Re-for-ma-si! Re-for-ma-si!
Marina held on tight to her handbag. There were people of all ages, young, old, mothers, fathers carrying their children on their shoulders, youth of all races, singing and clapping together, old men in faded batik shirts, women in tudungs and colourful baju kurungs. Everyone was smiling.
Soon, the shouts became a roar, the voices sounded like a swarm of insects, and the crowd started moving.
“Where is everyone going?” Marina asked a young woman in a purple scarf. She looked like a student.
“Dataran!” the woman screamed excitedly. “This is amazing, kan! Aren’t you proud to be Malaysian today?”
Marina smiled back. The crowd around her had become more frenetic. She had to do what she had planned for the day.
She eased her way out of the crowd. The sun was behind a cloud and she saw a cluster of balloons cutting through the air. She made her way onto Masjid India and saw hordes of shops selling colourful garments, saris, sets of salwar kameez, leather slippers, sticky sweets. A medicine man with bottles of oils and tinctures for health and sexual stamina, made from roots, leeches, sea cucumber. Farther down the road were shops selling open vials of musky perfumes, thick blades of black kohl from India, shops that sold holy books and white shrouds for the haj.
She bought two vials of perfume—sandalwood and jasmine—some black kohl, a green blouse with orange flowers, a p
air of pink sandals, a long black shawl. Pleased, she sipped on a bag of iced coconut water as she walked home, swinging her bags from her left arm and ignoring the catcalls that followed her.
Living together had become a habit, so when Omar decided that we should share a place, it seemed the right thing to do. We decided to rent a three-bedroom apartment in Bangsar. The rent was far more than what I could afford, but he simply said, just look after yourself and I will take care of the rest.
Papa had inadvertently turned my mother into a kept woman and I had no intentions of ever becoming like her. Financial dependency on a man was an area of particular dread for me. Omar was secretive about his money and there were times, admittedly, that I got suspicious of where it came from. Of how much of it he had. Of how it seemed limitless. Papa was a wealthy man, but when I went to university, I lived frugally. Papa only sent me what was needed, never more. So I lived like my friends, not like the wealthy Chinese or Hong Kong students, who had credit cards and who bought brand-new cars. I bought second-hand clothes, I rode a bicycle, I stayed in houses that were almost condemned.

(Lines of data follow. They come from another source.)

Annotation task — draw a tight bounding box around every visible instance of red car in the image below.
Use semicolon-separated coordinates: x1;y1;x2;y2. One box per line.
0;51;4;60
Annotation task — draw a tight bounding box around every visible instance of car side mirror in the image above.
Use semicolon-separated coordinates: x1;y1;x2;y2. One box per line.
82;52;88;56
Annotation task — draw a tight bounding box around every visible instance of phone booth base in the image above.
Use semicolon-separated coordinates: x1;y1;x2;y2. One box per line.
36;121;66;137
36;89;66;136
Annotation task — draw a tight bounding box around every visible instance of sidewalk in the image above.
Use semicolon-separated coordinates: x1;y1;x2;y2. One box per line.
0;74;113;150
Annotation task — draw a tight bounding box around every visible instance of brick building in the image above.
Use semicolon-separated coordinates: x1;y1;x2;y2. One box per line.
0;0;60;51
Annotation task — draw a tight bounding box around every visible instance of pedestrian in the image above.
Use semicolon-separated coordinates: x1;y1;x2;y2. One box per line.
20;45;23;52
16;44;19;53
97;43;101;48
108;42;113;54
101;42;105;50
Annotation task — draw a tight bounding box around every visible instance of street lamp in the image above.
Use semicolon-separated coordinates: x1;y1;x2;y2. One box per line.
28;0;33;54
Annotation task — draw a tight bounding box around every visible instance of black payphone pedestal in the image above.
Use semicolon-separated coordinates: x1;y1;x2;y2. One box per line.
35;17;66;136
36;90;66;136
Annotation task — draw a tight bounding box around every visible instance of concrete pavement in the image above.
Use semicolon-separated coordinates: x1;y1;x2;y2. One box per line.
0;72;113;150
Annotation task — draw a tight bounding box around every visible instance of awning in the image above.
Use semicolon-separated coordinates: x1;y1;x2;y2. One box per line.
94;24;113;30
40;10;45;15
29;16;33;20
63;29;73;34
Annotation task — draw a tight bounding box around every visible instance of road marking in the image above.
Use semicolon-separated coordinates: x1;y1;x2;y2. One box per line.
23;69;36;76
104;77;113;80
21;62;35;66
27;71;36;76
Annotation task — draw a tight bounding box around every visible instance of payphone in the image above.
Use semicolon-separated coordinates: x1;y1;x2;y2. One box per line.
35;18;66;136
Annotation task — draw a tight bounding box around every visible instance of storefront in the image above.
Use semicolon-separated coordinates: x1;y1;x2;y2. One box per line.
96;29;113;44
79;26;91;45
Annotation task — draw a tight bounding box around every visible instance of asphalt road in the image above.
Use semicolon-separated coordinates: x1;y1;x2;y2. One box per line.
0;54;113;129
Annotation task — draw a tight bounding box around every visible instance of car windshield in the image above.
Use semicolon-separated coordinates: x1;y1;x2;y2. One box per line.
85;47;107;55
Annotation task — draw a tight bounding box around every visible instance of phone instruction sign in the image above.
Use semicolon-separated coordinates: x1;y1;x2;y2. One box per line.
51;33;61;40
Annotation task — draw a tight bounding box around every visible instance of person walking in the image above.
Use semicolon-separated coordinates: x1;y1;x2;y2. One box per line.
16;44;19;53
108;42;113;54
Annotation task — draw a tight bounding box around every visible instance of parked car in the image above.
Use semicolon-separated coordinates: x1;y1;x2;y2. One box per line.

Omar had expensive tastes—soft cheeses, Italian wines, tailored shirts and handmade English shoes—much like Papa—and I sometimes wondered if this was what drew me to him. I liked a man who dressed well and Omar’s vintage BMW, which once belonged to his father, was impeccably maintained, the sleek blue veneer always polished and the leather spotless and scented.
Papa had been kept abreast of my love life and he seemed pleased with what I’d told him about Omar.
Yes, Papa, Cambridge. Engineering. Articulate enough. We’re moving in together.
My father had become more of a recluse. He had turned down Anwar’s request to be lead counsel in his trial, and had retreated even more within the walls of his study and into the pages of his books. Whenever I went home I’d smell the sweet vanilla smoke from his pipe and see piles of plates stacked neatly by the wall. He lived on whole-wheat bread sandwiches with processed cheese, sliced tomatoes and liver pate, milky sweet Milo and 12-year old whisky. And papaya. The trees in the garden had fruited ample bosoms of the fleshy orange fruit and if the birds didn’t get to them they would all be eaten by my father.